Conducted under the supervision of Dr Gavin Doherty at Trinity College Dublin, this transdisciplinary project asked how technology shapes the self-report of wellbeing, how users engage and are engaged in the honest disclosure of mental health concerns, how health professionals might act upon reports of psychological wellbeing, and how technology might contribute to our evolving conception of wellbeing and its pursuit.

This was a highly complex context for research and design, combining the individual significance of wellbeing during pregnancy, the real-world and long-term use of technology by an at-risk user group, a public health system’s need to efficiently distribute resources, midwives’ diverse work practices, social expectations, societal stigma, as well as researchers’ motivations for data collection.

This work, therefore, entailed several years of close collaboration between HCI and public health researchers, pregnant women and a variety of health professionals including midwives, culminating in the first longitudinal clinical deployment of mobile technology for antenatal mental health screening.

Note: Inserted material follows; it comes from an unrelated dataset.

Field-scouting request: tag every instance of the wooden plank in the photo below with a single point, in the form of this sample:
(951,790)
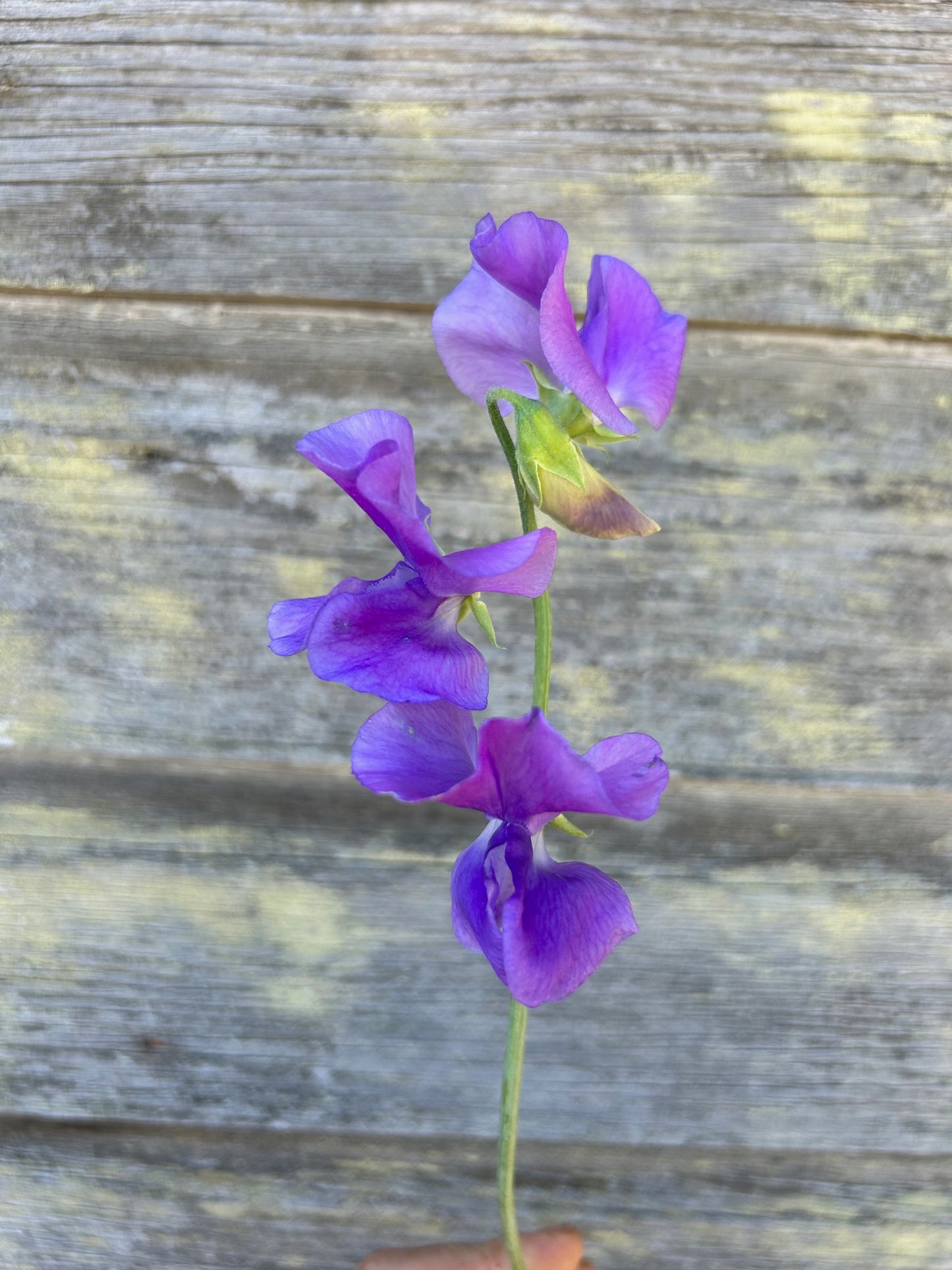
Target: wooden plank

Using BrightSelf, 355 pregnant women attending 14 NHS midwifery clinics across England provided 2,280 momentary and retrospective reports of their wellbeing in daily life over a period of 9 months. Women installed and engaged with this mobile application regardless of their age, education, number of children, marital status, employment status, past diagnosis of depression or level of wellbeing.

Thirty-nine women reported a risk of depression, self-harm or suicide using this technology and received immediate midwife support. Two-thirds of participants who received support in this way registered no risk of depression according to the standard screening methods employed in-clinic at baseline, and women spoke positively of the experience.